C’est une marche de sept miles (onze kilomètres). C’est un vrai voyage. Je ne sais pas quand j’ai marché sept miles pour la dernière fois, 10.000 pas ne me semblent déjà pas si mal, mais là il s’agit d’une marche de sept miles de Jérusalem à Emmaüs.

« Et ils s’entretenaient de toutes ces choses qui s’étaient passées. Or il arriva, pendant qu’ils parlaient et conféraient ensemble, que Jésus lui-même s’approcha, et marchait avec eux. Mais une force empêchait leurs yeux de le reconnaître. Et il leur dit : Quelles sont ces paroles que vous échangez en marchant, et pourquoi êtes-vous tristes ? Prenant la parole, l’un d’eux, nommé Cléophas, Lui dit : Etes-vous seul étranger dans Jérusalem, et ne savez-vous pas ce qui s’y est passé ces jours-ci ? Quoi ? leur dit-il. Et ils répondirent : Touchant Jésus de Nazareth, qui a été un prophète puissant en œuvres et en paroles, devant Dieu et devant tout le peuple ; et comment les princes des prêtres et nos chefs l’ont livré pour être condamné à mort, et l’ont crucifié. Or nous espérions que c’était lui qui rachèterait Israël ; et maintenant, après tout cela, c’est aujourd’hui le troisième jour que ces choses se sont passées. »
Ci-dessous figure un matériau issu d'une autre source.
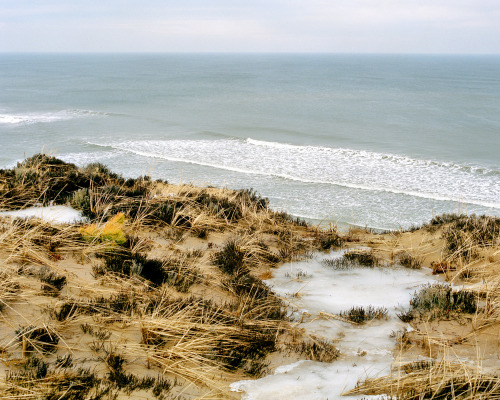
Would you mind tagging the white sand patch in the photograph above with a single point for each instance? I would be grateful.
(53, 214)
(366, 350)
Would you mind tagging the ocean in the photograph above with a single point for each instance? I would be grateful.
(382, 141)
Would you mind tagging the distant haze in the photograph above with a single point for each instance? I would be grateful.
(346, 26)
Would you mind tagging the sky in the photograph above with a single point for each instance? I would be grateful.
(332, 26)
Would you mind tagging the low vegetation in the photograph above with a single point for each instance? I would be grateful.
(160, 292)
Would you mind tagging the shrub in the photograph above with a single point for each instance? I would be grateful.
(111, 232)
(230, 259)
(439, 299)
(363, 258)
(409, 261)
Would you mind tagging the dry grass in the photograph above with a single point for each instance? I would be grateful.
(437, 380)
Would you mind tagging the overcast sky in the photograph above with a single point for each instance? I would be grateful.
(359, 26)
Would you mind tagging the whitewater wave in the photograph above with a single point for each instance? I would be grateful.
(47, 117)
(355, 169)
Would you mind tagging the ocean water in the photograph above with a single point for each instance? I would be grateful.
(384, 141)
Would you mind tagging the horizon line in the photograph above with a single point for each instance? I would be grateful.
(241, 53)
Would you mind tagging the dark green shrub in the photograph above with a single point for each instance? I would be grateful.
(360, 315)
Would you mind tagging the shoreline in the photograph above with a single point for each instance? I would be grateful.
(161, 292)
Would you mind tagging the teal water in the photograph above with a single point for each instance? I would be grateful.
(384, 141)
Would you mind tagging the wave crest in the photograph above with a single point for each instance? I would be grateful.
(356, 169)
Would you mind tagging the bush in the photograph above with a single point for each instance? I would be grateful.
(438, 299)
(230, 259)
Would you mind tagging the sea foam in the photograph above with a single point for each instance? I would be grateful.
(363, 170)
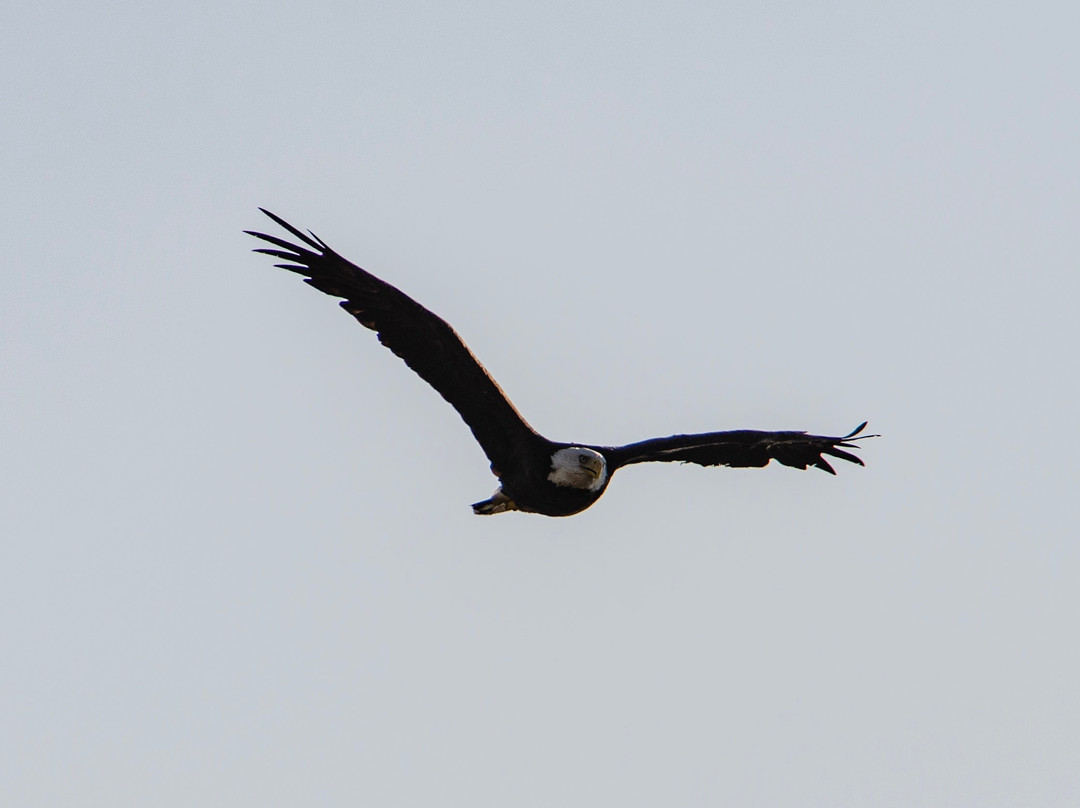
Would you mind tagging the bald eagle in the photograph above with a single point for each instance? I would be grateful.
(535, 474)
Encore une fois, providentiellement, je note ceci : « Celui qui rachèterait Israël. » En ce moment nous prions pour Israël, et pour tous les enfants de Dieu qui souffrent.

« Il est vrai que quelques femmes, qui sont des nôtres, nous ont effrayés. Etant allées avant le jour au sépulcre, et n’ayant pas trouvé son corps, elles sont venues dire que des anges leur ont apparu et ont affirmé qu’il est vivant. Quelques-uns des nôtres sont aussi allés au sépulcre, et ont trouvé les choses comme les femmes avaient dit ; mais lui, ils ne l’ont pas trouvé. Alors il leur dit : O insensés, dont le cœur est lent à croire tout ce qu’ont dit les prophètes ! Ne fallait-il pas que le Christ souffrît ces choses, et qu’il entrât ainsi dans sa gloire ? Et commençant par Moïse et par tous les prophètes, il leur expliquait, dans toutes les Ecritures, ce qui le concernait. Lorsqu’ils furent près du bourg où ils allaient, il fit semblant d’aller plus loin. Mais ils le pressèrent, en disant : Demeurez avec nous, car le soir arrive, et le jour est déjà sur son déclin. Et il entra avec eux. Et il arriva, pendant qu’il était à table avec eux, qu’il prit du pain, et le bénit, et le rompit, et il le leur présentait. Alors leurs yeux s’ouvrirent, et ils le reconnurent ; et il disparut de devant eux. Et ils se dirent l’un à l’autre : Est-ce que notre cœur n’était pas brûlant en nous, lorsqu’il nous parlait sur le chemin, et qu’il nous expliquait les Ecritures ? »

 

Le devoir d’un évêque et la conversion

Chers frères et sœurs, je crois sincèrement que la réflexion sur l’histoire de la marche vers Emmaüs nous donne à tous l’occasion de penser à notre propre voyage. Beaucoup d’entre vous ont fait un long voyage pour être ici pendant ces deux jours et, au-delà, nous partageons tous un voyage de vie. Ce matin, j’ai parlé à quelqu’un qui, comme moi, est né catholique et qui m’a dit qu’il était devenu vraiment catholique il y a environ cinq ans, et je peux en dire autant.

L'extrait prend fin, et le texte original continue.